Moins connue pour ses activités e-business, Sopra
est avant tout l'une des grandes SSII françaises,
spécialisée dans les secteurs de la banque
et des télécommunications. Dirigée
par Pierre Thauron, la direction e-business a pour but d'aider
l'ensemble du groupe à mettre en oeuvre des solutions
de mise en relation électronique d'un utilisateur,
qu'ils soient client, fournisseur, collaborateur ou partenaire,
avec un système d'information. Sopra, qui représente
4.200 personnes, a réalisé en 1999 un
CA de 2,1 milliards de francs.

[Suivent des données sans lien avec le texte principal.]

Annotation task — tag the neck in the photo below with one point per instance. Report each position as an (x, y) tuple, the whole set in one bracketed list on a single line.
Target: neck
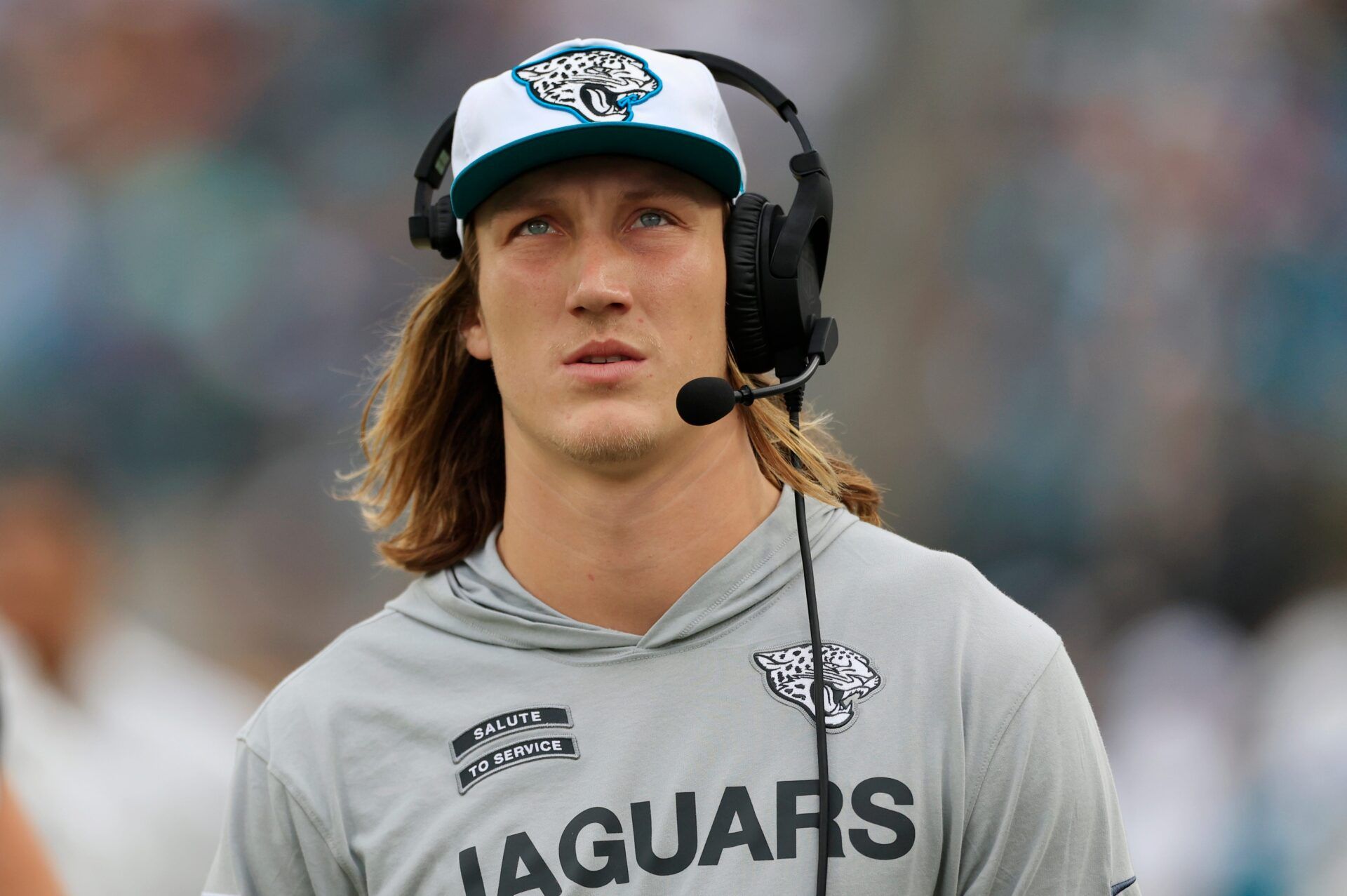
[(619, 551)]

Elle espère atteindre
3 milliards de francs en 2000, dont près de
650 millions en provenance des activités e-business.
Propos recueillis le 7 juin 2000 par François
Morel
JDNet
Solutions : Que représente l'e-business pour Sopra
?
Pierre Thauron : L'e-business n'est pas restreint
chez nous à la commercialisation de produits et services.
La notion la plus importante est de faire communiquer un
frontal de communication avec le back-office d'une entreprise.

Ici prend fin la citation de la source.